As Mark Gaved spoke last week at WikiSym 2006, I couldn’t help but think of the World Board concept the IU Informatics students had to tussle with last year. The idea is that physical places could be used to anchor messages. It seems to me wikis that concentrate on serving a small local community might benefit from some of that integration with the physical world.

Mark talked about the Open Guides web site he administers for the town of Milton Keynes, a UK “new town” of population 207,057 (although, to be fair, I had to go to another site to get that last bit of information). As a wiki with a very particular user group, it isn’t likely to grow very large or attract many visitors. However, it serves a definite purpose. From Mark’s perspective, looking for Milton Keynes on a much larger site like WikiTravel is “a bit like looking for Earth on the Hitchiker’s Guide to the Galaxy. We’re ‘Mostly Harmless.'”

The open guides site also features some structured data, something Mark thinks sets this site apart. Editing a page gives the author the same wiki-like control over content, but there are also a number of specific fields to encapsulate data … Categories, Locale, Phone, Fax, Website, etc. “It’s semantic web for the rest of us,” Mark said.

The criteria for success of a wiki was a recurring topic of discussion at WikiSym. While an open discussion on the Future of Wikis speculated on wikis the size of Wikipedia (or larger), Mark asked if a healthy wiki was one with lots of content or one with slow-and-steady growth? In the case of Milton Keynes, big is not necessarily better, since the larger a wiki is the more prone to annoyances like spam and editing wars. It needs to be just big enough to support its user group, so comparisons to a behemouth like Wikipedia probably isn’t appropriate.

For more information, see WikiSym abstract or download the paper.

By Kevin Makice

A Ph.D student in informatics at Indiana University, Kevin is rich in spirit. He wrestles and reads with his kids, does a hilarious Christian Slater imitation and lights up his wife's days. He thinks deeply about many things, including but not limited to basketball, politics, microblogging, parenting, online communities, complex systems and design theory. He didn't, however, think up this profile.

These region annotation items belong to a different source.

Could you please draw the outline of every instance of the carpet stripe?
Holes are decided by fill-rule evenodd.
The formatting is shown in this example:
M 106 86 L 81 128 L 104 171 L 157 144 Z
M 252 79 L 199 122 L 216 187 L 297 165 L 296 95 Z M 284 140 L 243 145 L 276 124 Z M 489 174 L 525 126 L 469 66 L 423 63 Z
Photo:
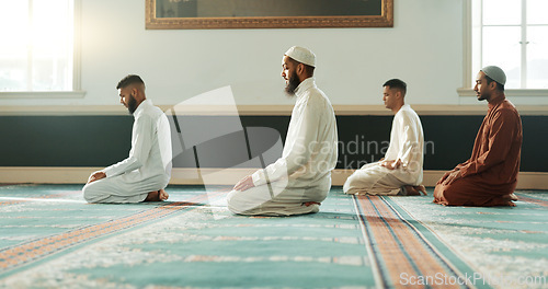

3 replies on “Wikis of Locality”

[…] In searching for some other stuff, I found photo of me at WikiSym giving my talk. Just before I went on, the photographer — Mark Gaved — spoke on Wikis of Locality and his work with an Open Guides wiki for Milton Keynes. Posted in BlogSchmog, Wonderlust, Wiki | […]

Hi Kevin

thanks for the write up! Also the comment re: having to go to another website to find out the Milton Keynes population duly noted 🙂 I’ll add in some info about MK somewhere in the OpenGuide. I suppose it hadn’t occurred to us. As you note, one of the ambitions of the MK OpenGuide is more towards making a valuable “local guide for local people” rather than WikiTravel’s bias more towards tourists; so perhaps we’ve neglected these ‘barebone facts’ that maybe residents know in general terms. Certainly an interesting thought and thanks for your valuable outside perspective!